「バタヴィア紀行(5)」(2020年06月23日)

われわれは二列縦隊に整列すると、軍楽隊を筆頭にして行進を始めた。駅の外の路上にい
たプリブミが、華人が、アラブ人が、時ならぬわれわれの行進をあっけに取られて眺めて
いる。
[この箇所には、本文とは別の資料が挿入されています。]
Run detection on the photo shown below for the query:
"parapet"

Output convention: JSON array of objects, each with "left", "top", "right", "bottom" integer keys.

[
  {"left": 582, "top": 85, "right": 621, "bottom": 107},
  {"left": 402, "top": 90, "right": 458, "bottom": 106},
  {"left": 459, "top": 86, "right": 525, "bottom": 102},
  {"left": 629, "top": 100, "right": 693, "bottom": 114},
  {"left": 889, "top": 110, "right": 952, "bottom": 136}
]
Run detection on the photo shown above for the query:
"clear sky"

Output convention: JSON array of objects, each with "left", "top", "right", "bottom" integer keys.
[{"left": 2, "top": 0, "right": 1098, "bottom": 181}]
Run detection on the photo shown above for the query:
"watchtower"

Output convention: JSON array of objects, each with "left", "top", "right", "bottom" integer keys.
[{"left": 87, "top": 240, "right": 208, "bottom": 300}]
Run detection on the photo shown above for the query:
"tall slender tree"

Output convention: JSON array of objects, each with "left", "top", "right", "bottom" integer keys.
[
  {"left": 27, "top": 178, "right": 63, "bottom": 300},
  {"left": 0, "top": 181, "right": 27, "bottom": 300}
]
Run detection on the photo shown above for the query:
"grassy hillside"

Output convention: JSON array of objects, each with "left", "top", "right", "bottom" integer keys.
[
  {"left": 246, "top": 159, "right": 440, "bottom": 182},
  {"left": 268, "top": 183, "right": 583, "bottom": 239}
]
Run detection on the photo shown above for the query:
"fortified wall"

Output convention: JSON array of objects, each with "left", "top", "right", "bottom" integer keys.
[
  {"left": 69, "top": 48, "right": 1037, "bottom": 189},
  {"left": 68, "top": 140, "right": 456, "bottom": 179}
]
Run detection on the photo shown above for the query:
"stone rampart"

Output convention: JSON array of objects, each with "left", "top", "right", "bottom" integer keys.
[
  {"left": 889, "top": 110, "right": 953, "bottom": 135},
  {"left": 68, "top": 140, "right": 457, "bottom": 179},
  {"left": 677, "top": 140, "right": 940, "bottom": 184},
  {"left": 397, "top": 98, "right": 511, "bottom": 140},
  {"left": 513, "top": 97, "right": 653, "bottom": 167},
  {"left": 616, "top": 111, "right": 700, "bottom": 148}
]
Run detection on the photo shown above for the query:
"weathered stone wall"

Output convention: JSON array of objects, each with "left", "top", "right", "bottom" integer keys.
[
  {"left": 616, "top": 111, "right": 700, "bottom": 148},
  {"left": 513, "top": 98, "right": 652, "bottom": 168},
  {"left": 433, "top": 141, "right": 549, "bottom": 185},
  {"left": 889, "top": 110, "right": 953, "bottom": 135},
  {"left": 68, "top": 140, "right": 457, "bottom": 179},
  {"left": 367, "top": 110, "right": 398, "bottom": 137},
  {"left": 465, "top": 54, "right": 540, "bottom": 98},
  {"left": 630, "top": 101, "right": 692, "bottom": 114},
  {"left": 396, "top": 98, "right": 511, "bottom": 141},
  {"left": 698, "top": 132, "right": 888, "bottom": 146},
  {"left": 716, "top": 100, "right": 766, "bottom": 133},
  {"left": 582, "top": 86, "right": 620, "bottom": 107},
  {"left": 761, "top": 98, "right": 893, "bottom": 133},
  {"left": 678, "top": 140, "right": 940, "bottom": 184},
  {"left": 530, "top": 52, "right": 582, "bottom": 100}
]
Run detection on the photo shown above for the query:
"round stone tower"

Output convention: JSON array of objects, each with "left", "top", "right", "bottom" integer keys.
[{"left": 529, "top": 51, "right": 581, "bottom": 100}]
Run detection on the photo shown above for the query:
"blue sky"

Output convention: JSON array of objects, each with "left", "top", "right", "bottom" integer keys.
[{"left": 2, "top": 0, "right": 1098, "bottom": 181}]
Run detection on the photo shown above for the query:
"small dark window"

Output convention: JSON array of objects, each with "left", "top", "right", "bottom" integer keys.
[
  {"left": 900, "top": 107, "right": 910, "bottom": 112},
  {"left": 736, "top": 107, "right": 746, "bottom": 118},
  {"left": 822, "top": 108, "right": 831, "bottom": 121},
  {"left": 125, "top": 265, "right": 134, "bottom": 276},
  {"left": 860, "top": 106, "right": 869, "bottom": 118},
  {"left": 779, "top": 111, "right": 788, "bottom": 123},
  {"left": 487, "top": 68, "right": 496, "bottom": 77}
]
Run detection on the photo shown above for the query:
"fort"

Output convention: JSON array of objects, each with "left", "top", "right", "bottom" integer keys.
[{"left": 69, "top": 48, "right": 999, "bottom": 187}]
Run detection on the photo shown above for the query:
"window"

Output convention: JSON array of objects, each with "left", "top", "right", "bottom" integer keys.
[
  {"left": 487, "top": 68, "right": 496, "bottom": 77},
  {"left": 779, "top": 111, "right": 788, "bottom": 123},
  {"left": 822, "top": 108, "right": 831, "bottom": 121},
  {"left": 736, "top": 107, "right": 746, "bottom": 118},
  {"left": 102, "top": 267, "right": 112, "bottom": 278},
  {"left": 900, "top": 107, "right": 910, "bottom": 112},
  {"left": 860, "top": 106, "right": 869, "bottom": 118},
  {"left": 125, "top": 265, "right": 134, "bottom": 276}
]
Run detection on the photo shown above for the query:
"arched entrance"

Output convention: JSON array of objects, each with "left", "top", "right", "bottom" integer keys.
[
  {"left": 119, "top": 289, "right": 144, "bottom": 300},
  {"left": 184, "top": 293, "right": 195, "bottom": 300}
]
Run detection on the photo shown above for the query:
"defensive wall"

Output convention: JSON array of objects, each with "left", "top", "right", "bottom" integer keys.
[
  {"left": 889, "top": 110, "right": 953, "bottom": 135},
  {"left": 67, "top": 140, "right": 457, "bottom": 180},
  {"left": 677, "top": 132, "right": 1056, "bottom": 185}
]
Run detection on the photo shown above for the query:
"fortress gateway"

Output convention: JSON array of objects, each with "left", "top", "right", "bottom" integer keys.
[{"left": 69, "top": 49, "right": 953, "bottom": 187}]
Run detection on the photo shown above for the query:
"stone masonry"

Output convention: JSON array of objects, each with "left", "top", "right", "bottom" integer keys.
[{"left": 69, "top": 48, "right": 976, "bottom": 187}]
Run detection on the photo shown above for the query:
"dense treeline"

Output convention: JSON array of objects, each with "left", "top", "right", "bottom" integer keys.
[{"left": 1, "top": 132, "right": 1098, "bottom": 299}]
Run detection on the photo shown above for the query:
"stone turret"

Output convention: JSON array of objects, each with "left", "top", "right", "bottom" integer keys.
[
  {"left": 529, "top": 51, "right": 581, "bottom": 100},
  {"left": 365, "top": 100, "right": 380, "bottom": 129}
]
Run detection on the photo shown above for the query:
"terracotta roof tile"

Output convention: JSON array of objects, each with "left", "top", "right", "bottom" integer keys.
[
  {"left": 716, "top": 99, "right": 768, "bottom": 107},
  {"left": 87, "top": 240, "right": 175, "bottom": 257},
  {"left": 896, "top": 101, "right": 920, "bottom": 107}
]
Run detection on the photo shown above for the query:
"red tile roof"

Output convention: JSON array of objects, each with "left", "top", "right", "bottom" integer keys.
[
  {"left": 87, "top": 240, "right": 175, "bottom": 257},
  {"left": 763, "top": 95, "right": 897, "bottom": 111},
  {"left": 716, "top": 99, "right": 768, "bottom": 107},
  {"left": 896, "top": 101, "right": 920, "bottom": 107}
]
われわれはしっかりした歩調でヴィレムスケルクWillemskerk教会とヘルトフスパ
ルクの前の道を、道路脇でわれわれを眺めているひとびとを横に見ながら美しいヴェルテ
フレーデンの軍用地区に向かった。

小石の敷き詰められた広い道の東側には、丁寧に刈り込まれた植栽に囲まれている白塗り
の大きなヴィラが並び、広い空間とバランスの取れたヴェルテフレーデンの美しさにわれ
われは感動した。

軍用地区に入ると、あちこちの兵舎からヨーロッパ人やプリブミの兵士が外に出て来て、
興味津々と新来の部隊を眺めている。汗びっしょりになっているわれわれを眺めて、自分
の初体験を思い出している者もいるにちがいない。

とある建物の前でわれわれを待ち受けていた将校ふたりが進み出てきて、われわれに号令
をかけた。「右向けー、進め!」われわれはその表門から中に入って行った。そこは補給
部隊本営だった。

中に入って隊列を組み直したわれわれの前に勲章をいっぱい胸につけた大尉が進み出てき
て点呼を行い、そして短い歓迎の訓令を述べた。最後に述べたのは、あまりたくさんアル
コールを飲まないこと、あまりたくさん果物を食べないこと、だった。

兵舎に入ったわれわれに、ベッドが割り当てられた。兵舎にはもちろん先住者がおり、そ
して想像もしなかったことには、なんと女がいて子供たちもいた。この話はもっと後のこ
とにしよう。


東インドの水浴スタイルも、たいていのヨーロッパ人にはなじみのないものだ。ここは大
きな共同水浴場になっていて、中にあるセメント造りの巨大な水槽に水が貯められている。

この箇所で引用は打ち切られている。